= Charles Griffiths (British Army officer) =

British Army general

Lieutenant-General Charles Griffiths (3 August 1763 – 31 May 1829) was a British soldier, foster brother to Prince Frederick, Duke of York and Albany, Lieutenant-General and Captain of Yarmouth Castle, Isle of Wight.

==Parents and marriage==
Griffiths was the son of the Reverend John Griffiths and his wife Mary, the daughter of John Denham. Mary has been described as the foster-mother to the Duke of York, second son of George III. Griffiths was thirteen days older than the Duke of York and has been described in turn as the latter's foster-brother. He married on 7 June 1796 Caroline Francis, the daughter of Sir William Neville Hart and Elizabeth, the daughter of Stanhope Aspinwall. His elder brother, John Griffiths of Erryd, was a medical practitioner and surgeon to Queen Charlotte's Household 1792-1818. His elder brother's wife, Elizabeth, was the sister of his own wife.

==Military career==
In 1779, Griffiths was appointed ensign in the 15th Regiment of Foot. He was placed on half-pay in 1783, restored to full-pay in the 40th Regiment in 1786 and appointed lieutenant in the 76th Regiment of Foot in 1787.

===Service in India===
During the Third Anglo-Mysore War, Griffiths served in the East Indies (i.e. India). He was present at the siege, assault, and capture of the town and fortress of Bangalore, also at the siege and storming of the hill fort of Savendroog in the general action near Seringapatam with Tippu Sultan on 15 May 1791. He was wounded in the general action on 6 February 1792, when the enemy's lines were stormed under the walls of Seringapatam and at the siege of that capital. It terminated in the peace of 19 March of that same year.

===French Revolutionary Wars===
Later, in 1794, Griffiths was promoted to a company in the 14th Foot and with them he participated in the French Revolutionary Wars. He served in Flanders with the army under the Duke of York, and was in the actions of 17/18 May, and at the storming of the village of Pontechin on 22 May, with the brigade under Major-General Henry Edward Fox, consisting of the 14th, 37th, and 53rd Regiments. He was in the action of Geldermansel or Geldermalsen, on the Waal, under Lord Cathcart. He was appointed major in the 82nd Regiment in 1796, and served in Ireland and Menorca with that Corps. Griffiths was promoted to lieutenant-colonel in ancient Irish Fencibles on 11 December 1800. He served with that corps in Egypt, and was present at the Siege of Alexandria.

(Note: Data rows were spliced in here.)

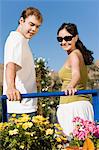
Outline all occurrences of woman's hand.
[65,86,77,95]
[6,88,21,101]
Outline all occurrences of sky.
[0,0,99,71]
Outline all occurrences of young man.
[3,7,43,117]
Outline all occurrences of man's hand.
[6,88,21,101]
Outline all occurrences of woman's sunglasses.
[57,36,73,42]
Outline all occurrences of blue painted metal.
[0,89,99,122]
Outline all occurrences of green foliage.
[0,87,2,122]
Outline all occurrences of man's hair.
[20,7,43,23]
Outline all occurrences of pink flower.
[72,117,99,140]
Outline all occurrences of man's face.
[20,15,41,39]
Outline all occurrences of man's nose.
[32,25,37,31]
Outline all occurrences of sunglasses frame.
[57,36,74,42]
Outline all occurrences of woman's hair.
[20,7,43,23]
[57,23,94,65]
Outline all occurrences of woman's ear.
[19,17,24,24]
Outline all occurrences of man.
[3,7,43,115]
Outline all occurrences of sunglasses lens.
[64,36,73,41]
[57,37,63,42]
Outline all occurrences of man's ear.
[19,17,24,24]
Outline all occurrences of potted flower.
[0,114,66,150]
[67,117,99,150]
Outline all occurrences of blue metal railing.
[0,89,99,122]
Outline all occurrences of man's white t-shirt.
[3,31,37,114]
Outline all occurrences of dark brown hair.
[57,23,94,65]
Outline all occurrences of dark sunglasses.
[57,36,73,42]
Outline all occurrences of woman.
[57,23,94,135]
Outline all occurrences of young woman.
[57,23,94,135]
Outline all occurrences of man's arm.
[6,62,21,101]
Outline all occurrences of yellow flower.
[55,131,62,135]
[16,122,22,128]
[46,129,53,135]
[56,137,62,143]
[22,122,33,130]
[9,129,18,135]
[60,136,67,141]
[18,114,31,122]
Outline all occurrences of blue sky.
[0,0,99,71]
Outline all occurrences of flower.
[70,117,99,147]
[0,114,67,150]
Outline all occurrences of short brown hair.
[20,7,43,23]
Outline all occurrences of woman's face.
[58,28,78,53]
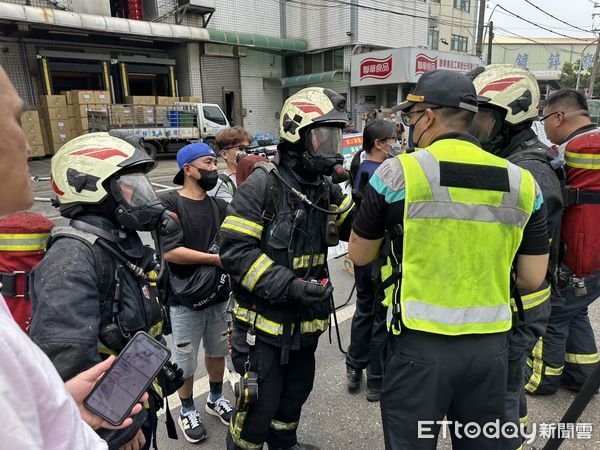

===Later career and the Napoleonic Wars===
During the Napoleonic Wars, Griffiths was subsequently placed on the staff in Ireland and England, and received the brevet of colonel in 1810. In the following year he was appointed lieutenant-colonel of the 2nd Battalion of the 11th Regiment of Foot, which corps he joined at Gibraltar. He received the rank of major-general on 4 June 1813, and was placed on the staff of the garrison at Gibraltar. In the neighbouring Straits he commanded for nearly two years the British auxiliary troops in the fortress of Ceuta. He attained the rank of lieutenant-general in 1825.

In 1820 he was appointed Captain of Yarmouth Castle on the Isle of Wight, a position he held until his death in 1829.